I decided to post a video solution of the Twitter problem I posted on 8-25-10:

4 red, 2 blue cards; 4 are chosen at random. What is the probability that 2 of the cards will be red? 

Because of the 140 character restriction on Twitter, the questions are often highly abbreviated and I actually consider it a "fun" challenge to write the question both concisely and clearly.  Of course, as we all know about human interpretation of word problems, "clear" is in the eye of the beholder!

There's no doubt that the question above needs some fleshing out and might appear on the SAT and other standardized tests something like this:

A set of six cards contains four red and two blue cards. If four cards are chosen at random, what is the probability that exactly two of these cards will be red?

I'm sure my astute readers can improve on this wording but we'll leave it at this.

A few questions naturally pop up:

(1) Could this really be an SAT/Standardized Test question? Well, as I state in the video below, a question quite similar to this appeared on the College Board website the other day as the Question of the Day.

(2) For whom is the video intended?  Everyone who happens upon it! I certainly wrote it to be helpful to students who will be taking the PSAT/SAT in the near future. Rather than simply presenting a single quick efficient solution, I demo'd 2-3 methods and indicated some important strategies and reviewed key pieces of knowledge to be successful on these harder probability questions. By the way, someone who is comfortable with probability will surely not find this question so formidable, but we're talking here about high school students or even undergraduates who struggle mightily with these.

(3) I'm hoping that the video will also serve as a catalyst for dialog in your math department. From the inception of this blog, I've never even intimated that a suggested way of explaining a concept, skill or a problem solution is in any way prescriptive. I encourage you to continue using whatever instructional methods have worked for you and to share these with our readers! However, for novice teachers or those who wish to see other approaches, I hope it will have some benefit. Of course, the video is not in a classroom. There are no students asking or being asked questions. There are no interruptions and I have a captive audience (except for my dogs who bark incessantly!).


(1) It is highly recommended that students begin by listing 2-3 possible outcomes and to include at least one that is NOT one of the desired outcomes! This will help you to decide on a plan: organized list vs more advanced counting/probability methods. Further, you can ask yourself the key question in all counting/probability problems:  DOES ORDER COUNT!

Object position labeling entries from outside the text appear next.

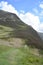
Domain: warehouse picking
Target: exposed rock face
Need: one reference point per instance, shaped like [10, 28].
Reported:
[21, 30]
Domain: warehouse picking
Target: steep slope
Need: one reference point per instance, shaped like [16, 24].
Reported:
[20, 29]
[41, 35]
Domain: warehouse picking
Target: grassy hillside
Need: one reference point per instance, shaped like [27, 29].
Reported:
[18, 29]
[18, 42]
[20, 56]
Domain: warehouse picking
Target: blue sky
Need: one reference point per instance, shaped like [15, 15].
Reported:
[30, 11]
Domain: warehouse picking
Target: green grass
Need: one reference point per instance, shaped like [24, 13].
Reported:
[19, 56]
[5, 31]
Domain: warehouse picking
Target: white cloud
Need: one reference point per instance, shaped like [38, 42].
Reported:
[35, 10]
[28, 17]
[7, 7]
[41, 5]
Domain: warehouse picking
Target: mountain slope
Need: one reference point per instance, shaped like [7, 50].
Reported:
[41, 35]
[20, 29]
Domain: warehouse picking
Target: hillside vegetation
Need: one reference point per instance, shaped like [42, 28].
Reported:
[20, 44]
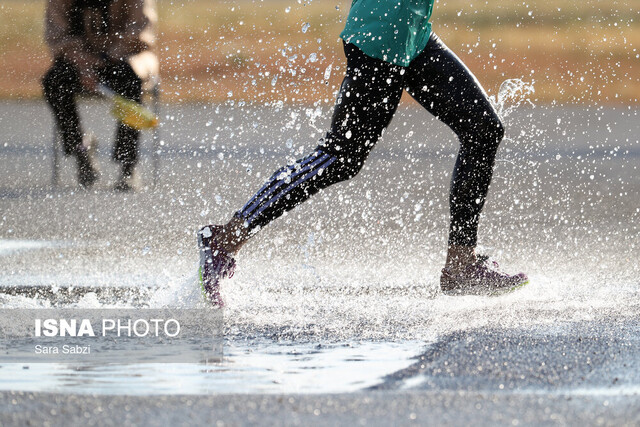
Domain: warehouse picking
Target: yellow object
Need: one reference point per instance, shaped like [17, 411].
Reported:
[133, 114]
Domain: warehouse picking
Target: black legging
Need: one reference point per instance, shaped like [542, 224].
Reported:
[61, 85]
[367, 100]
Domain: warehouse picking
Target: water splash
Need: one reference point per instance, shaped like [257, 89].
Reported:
[512, 94]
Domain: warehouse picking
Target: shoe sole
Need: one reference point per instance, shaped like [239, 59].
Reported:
[488, 293]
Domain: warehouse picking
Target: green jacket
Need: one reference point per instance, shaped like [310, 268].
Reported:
[395, 31]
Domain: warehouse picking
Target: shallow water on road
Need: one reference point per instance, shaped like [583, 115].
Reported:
[354, 271]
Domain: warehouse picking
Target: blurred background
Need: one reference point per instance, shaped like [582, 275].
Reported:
[288, 50]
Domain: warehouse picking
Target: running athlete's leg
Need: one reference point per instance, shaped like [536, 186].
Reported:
[443, 85]
[367, 100]
[61, 84]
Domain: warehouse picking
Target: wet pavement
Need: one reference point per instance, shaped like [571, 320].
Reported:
[357, 266]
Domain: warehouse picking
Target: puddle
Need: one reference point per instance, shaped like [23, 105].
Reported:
[256, 366]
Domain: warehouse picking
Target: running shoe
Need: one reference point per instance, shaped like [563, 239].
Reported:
[481, 278]
[215, 264]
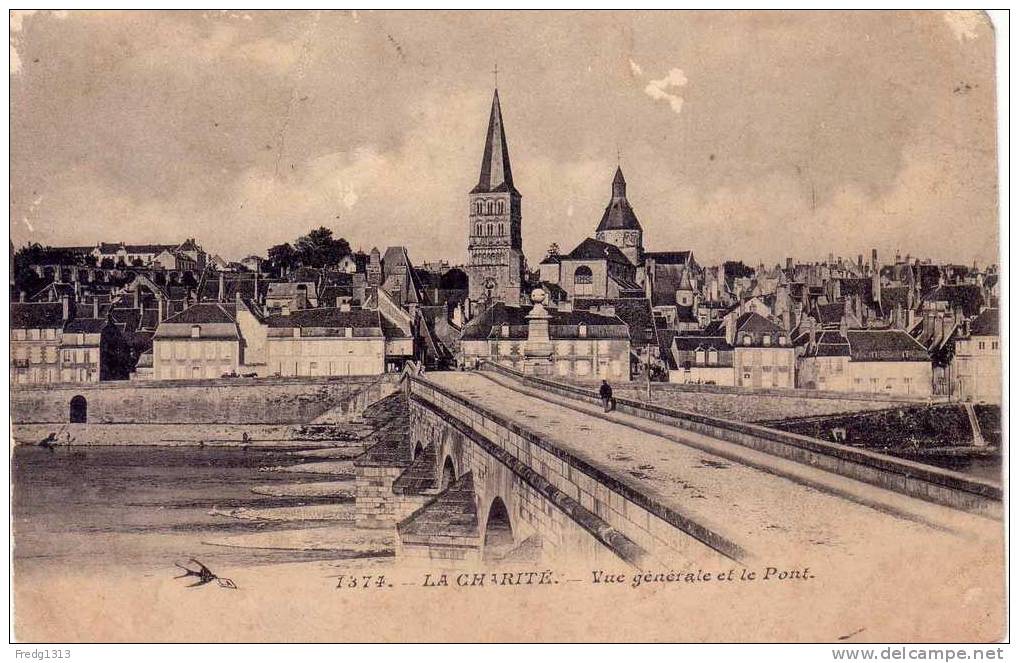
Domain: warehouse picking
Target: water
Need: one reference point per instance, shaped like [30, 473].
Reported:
[147, 507]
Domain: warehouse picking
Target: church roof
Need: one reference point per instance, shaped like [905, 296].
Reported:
[595, 250]
[495, 175]
[619, 215]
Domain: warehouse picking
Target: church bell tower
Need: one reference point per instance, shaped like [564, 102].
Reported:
[495, 269]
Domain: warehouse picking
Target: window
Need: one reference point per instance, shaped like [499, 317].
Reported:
[583, 280]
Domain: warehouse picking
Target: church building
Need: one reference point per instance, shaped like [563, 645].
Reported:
[495, 268]
[619, 224]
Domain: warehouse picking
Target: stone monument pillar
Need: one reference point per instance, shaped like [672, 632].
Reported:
[538, 348]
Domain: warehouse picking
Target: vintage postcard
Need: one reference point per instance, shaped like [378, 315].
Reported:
[505, 326]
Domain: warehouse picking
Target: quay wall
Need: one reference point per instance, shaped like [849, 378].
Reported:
[266, 400]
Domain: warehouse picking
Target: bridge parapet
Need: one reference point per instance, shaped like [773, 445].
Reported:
[573, 505]
[924, 482]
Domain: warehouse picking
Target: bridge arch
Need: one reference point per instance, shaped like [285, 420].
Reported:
[498, 535]
[448, 475]
[78, 409]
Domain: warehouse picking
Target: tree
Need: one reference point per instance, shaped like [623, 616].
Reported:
[320, 249]
[282, 258]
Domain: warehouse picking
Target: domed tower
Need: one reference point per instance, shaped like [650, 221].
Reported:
[620, 225]
[494, 238]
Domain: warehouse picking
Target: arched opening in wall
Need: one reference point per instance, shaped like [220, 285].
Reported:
[498, 531]
[78, 409]
[583, 280]
[448, 474]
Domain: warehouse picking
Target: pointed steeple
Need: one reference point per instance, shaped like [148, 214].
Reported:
[619, 215]
[619, 184]
[495, 172]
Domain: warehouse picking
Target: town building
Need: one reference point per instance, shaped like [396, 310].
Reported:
[866, 361]
[763, 356]
[579, 344]
[36, 331]
[976, 366]
[702, 358]
[325, 341]
[201, 342]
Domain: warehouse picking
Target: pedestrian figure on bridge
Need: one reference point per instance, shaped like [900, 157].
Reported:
[605, 392]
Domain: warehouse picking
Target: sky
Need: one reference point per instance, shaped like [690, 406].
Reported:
[747, 135]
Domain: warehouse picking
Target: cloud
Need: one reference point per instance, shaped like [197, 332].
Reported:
[965, 23]
[657, 89]
[17, 17]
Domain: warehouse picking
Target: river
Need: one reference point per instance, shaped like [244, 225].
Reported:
[147, 507]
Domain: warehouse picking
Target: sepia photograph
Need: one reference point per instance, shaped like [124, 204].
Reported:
[507, 326]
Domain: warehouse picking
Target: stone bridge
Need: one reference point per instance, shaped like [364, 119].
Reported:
[498, 466]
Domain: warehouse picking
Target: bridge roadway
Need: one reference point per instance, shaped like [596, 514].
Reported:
[771, 507]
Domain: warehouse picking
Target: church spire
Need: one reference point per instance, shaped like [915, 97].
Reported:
[495, 172]
[619, 183]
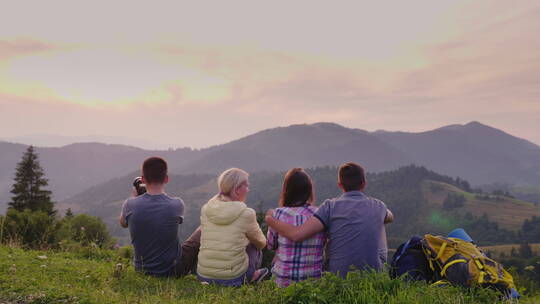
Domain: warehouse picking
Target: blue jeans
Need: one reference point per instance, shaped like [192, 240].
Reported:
[254, 262]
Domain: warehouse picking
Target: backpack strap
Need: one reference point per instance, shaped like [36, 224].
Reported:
[441, 251]
[443, 271]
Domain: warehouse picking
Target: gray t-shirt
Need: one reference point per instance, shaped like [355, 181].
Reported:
[356, 233]
[153, 225]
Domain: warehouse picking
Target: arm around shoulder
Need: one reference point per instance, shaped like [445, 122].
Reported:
[389, 217]
[254, 232]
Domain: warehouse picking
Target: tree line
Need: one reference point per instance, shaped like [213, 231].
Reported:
[32, 221]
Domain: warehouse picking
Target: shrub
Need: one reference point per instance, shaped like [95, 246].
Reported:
[30, 229]
[85, 230]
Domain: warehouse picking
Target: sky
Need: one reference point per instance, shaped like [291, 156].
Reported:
[159, 74]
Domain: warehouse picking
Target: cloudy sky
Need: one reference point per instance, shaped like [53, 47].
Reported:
[198, 73]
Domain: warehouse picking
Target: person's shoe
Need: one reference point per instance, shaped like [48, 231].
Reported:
[260, 275]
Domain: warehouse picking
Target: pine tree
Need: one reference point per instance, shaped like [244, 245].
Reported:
[27, 190]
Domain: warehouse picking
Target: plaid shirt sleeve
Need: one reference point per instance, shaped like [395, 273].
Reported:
[272, 235]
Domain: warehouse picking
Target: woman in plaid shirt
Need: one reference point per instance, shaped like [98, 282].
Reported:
[296, 261]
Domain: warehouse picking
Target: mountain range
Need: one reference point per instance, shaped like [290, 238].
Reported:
[476, 152]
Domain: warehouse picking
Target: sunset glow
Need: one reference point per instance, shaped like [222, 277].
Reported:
[78, 69]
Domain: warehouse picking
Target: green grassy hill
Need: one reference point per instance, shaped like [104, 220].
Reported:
[104, 276]
[508, 213]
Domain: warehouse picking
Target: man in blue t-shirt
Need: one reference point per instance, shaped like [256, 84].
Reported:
[153, 219]
[354, 223]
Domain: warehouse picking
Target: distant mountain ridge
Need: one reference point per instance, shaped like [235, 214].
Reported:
[476, 152]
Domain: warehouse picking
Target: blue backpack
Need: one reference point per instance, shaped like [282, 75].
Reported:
[410, 262]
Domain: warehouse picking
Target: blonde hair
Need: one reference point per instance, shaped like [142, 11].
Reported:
[230, 180]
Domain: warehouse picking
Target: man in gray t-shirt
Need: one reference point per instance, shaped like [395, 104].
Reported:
[354, 223]
[153, 219]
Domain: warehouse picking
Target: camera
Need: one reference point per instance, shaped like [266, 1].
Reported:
[140, 187]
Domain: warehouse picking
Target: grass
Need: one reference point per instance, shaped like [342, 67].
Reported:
[103, 276]
[497, 250]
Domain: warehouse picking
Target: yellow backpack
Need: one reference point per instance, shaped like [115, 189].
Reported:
[462, 263]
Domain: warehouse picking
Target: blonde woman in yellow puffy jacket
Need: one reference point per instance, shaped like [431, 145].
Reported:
[231, 239]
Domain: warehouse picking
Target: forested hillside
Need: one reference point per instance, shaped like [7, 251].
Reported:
[415, 194]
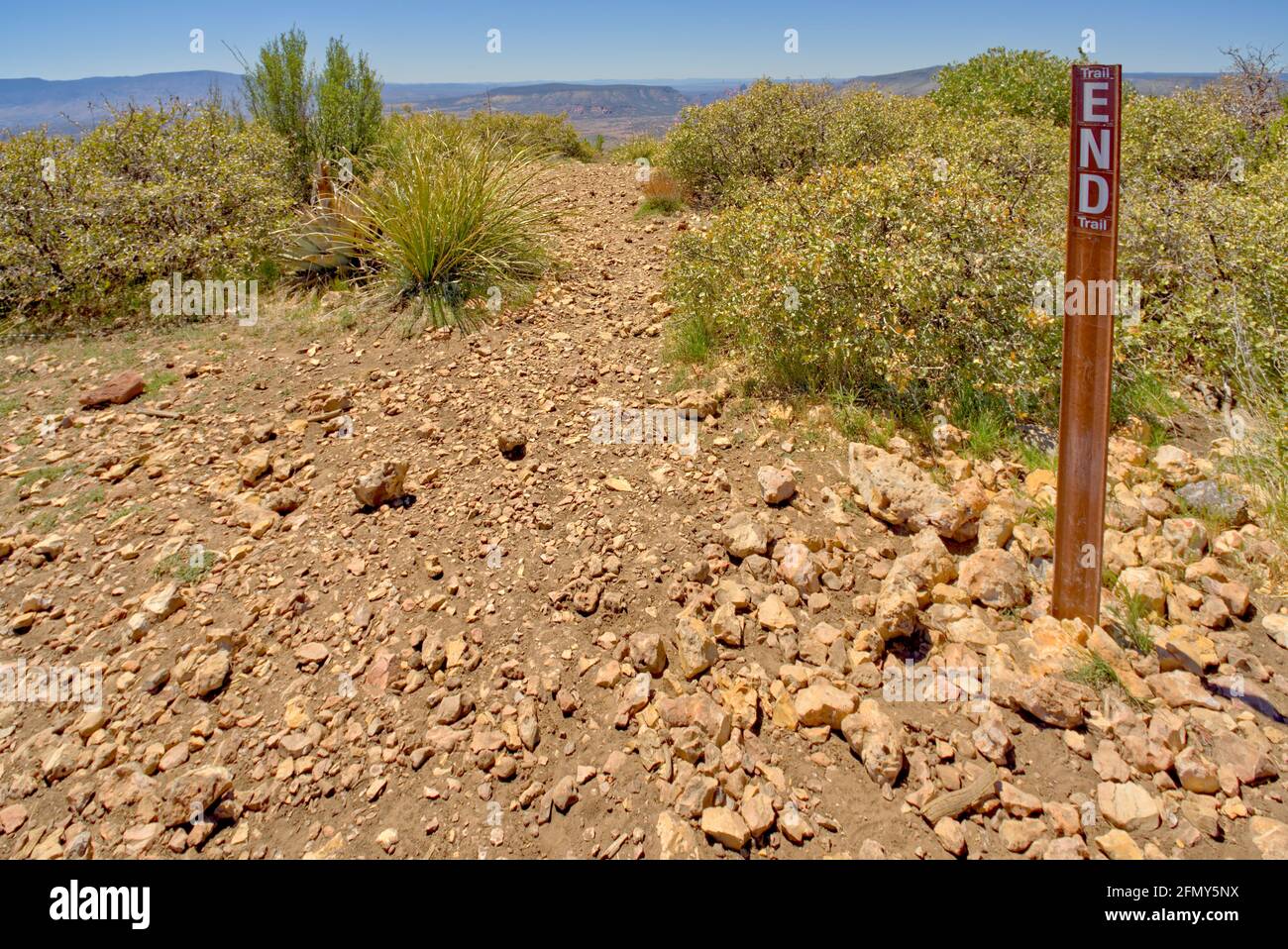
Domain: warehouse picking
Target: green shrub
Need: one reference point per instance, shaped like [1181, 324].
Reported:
[871, 125]
[772, 129]
[1025, 82]
[636, 147]
[875, 279]
[536, 134]
[449, 220]
[1206, 248]
[333, 115]
[150, 193]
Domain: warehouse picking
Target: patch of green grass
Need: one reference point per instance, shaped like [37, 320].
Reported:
[44, 522]
[187, 567]
[51, 473]
[1129, 614]
[80, 505]
[1094, 673]
[1033, 458]
[658, 206]
[125, 512]
[1145, 397]
[1098, 675]
[861, 424]
[690, 342]
[636, 147]
[1039, 514]
[159, 380]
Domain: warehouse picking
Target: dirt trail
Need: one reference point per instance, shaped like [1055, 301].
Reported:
[456, 674]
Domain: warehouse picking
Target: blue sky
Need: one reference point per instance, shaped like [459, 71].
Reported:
[629, 39]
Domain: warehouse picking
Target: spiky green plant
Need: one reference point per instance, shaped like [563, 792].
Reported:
[451, 220]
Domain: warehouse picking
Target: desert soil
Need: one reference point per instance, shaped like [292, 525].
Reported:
[475, 667]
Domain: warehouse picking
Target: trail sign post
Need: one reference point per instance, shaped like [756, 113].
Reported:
[1090, 295]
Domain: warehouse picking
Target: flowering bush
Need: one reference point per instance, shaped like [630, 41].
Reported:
[85, 227]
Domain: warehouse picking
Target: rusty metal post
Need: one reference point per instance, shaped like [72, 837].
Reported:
[1091, 262]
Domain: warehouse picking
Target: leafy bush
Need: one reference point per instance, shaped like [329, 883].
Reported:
[333, 115]
[1206, 246]
[1006, 81]
[914, 273]
[638, 147]
[536, 134]
[772, 129]
[871, 125]
[153, 192]
[449, 220]
[875, 279]
[348, 104]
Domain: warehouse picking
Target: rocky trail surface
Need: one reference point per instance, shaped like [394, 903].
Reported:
[349, 595]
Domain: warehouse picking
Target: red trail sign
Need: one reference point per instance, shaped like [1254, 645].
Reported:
[1090, 291]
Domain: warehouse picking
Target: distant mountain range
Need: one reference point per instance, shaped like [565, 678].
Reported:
[610, 108]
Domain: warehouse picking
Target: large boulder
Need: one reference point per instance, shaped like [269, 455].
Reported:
[898, 492]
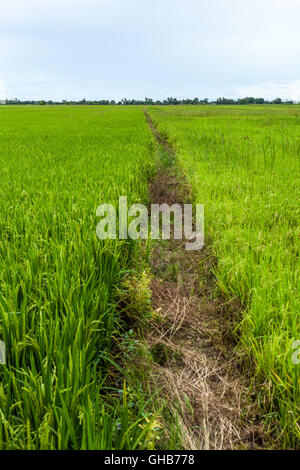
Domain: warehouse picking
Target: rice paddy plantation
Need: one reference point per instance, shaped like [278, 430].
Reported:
[243, 163]
[59, 317]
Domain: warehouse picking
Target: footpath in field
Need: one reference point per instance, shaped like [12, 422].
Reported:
[196, 367]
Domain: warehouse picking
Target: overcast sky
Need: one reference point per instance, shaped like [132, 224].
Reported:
[93, 49]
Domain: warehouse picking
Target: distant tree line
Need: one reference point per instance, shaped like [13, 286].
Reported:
[150, 101]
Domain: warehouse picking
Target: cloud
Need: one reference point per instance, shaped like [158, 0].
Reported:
[270, 90]
[2, 90]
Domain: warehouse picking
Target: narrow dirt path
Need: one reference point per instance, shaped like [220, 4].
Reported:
[196, 365]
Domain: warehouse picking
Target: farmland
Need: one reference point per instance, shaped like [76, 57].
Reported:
[59, 317]
[243, 163]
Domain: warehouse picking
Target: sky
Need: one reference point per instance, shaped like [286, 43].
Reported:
[114, 49]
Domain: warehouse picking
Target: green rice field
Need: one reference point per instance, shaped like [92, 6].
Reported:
[59, 317]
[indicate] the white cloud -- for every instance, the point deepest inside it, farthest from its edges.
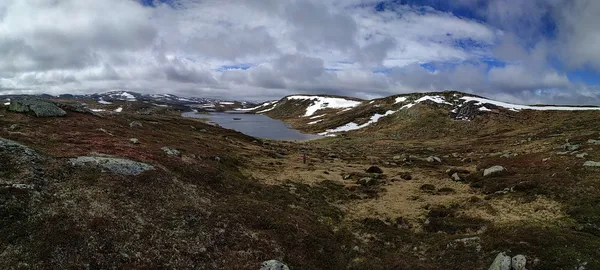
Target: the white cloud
(305, 46)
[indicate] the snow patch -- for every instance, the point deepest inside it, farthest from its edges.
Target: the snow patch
(319, 103)
(353, 126)
(400, 99)
(267, 110)
(515, 107)
(436, 99)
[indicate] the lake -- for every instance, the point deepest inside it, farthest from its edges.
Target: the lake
(255, 125)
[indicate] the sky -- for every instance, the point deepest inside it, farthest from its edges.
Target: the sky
(522, 51)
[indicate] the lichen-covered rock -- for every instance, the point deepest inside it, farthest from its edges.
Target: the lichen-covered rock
(135, 124)
(519, 262)
(493, 170)
(502, 262)
(374, 169)
(171, 151)
(19, 153)
(591, 164)
(114, 165)
(37, 107)
(273, 265)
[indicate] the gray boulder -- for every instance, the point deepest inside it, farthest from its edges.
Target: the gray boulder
(37, 107)
(502, 262)
(570, 147)
(519, 262)
(493, 170)
(592, 141)
(113, 165)
(434, 159)
(170, 151)
(135, 124)
(273, 265)
(19, 154)
(591, 164)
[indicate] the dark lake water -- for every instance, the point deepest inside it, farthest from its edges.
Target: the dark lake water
(256, 125)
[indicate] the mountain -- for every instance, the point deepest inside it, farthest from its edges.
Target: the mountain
(116, 99)
(441, 180)
(330, 115)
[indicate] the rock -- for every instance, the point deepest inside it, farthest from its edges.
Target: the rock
(374, 169)
(591, 141)
(273, 265)
(591, 164)
(493, 170)
(170, 151)
(18, 153)
(405, 176)
(427, 187)
(452, 171)
(434, 159)
(135, 124)
(365, 181)
(502, 262)
(316, 160)
(402, 176)
(37, 107)
(519, 262)
(115, 165)
(570, 147)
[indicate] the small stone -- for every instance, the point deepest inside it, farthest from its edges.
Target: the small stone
(273, 265)
(374, 169)
(434, 159)
(519, 262)
(591, 141)
(493, 170)
(591, 164)
(502, 262)
(170, 151)
(135, 124)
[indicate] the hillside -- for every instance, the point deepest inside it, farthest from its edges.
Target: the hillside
(142, 187)
(332, 115)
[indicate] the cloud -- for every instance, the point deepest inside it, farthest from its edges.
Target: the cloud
(355, 47)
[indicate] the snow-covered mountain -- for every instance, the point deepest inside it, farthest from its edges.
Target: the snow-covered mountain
(329, 115)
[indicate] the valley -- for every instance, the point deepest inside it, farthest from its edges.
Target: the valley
(402, 182)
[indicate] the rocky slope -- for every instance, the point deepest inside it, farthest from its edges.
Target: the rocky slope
(332, 115)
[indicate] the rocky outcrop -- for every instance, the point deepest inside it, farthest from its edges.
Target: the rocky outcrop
(37, 107)
(171, 151)
(502, 262)
(18, 153)
(273, 265)
(113, 165)
(494, 170)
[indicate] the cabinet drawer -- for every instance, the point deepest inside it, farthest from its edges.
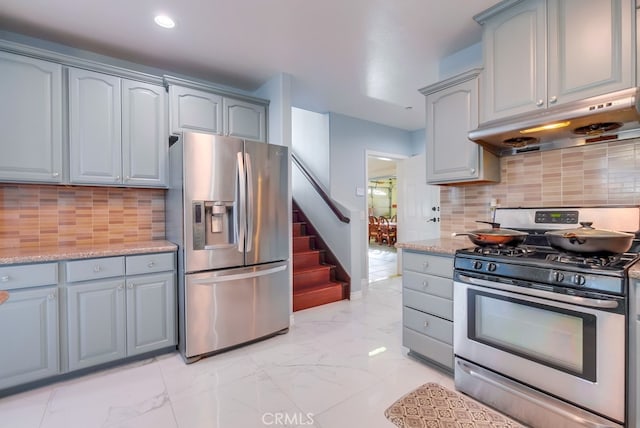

(2) Although it appears difficult for most test-takers to be systematic when making a list under test-taking conditions, preparation is critical here. If one practices several of these in the weeks leading up to the test, the chances of success improve dramatically. Did I just suggest preparation and practice could make a difference!

Where do you find these problems? Any SAT/ACT review book or my Twitter Problems of the Day or my upcoming SAT Challenge Quiz book to name a few sources...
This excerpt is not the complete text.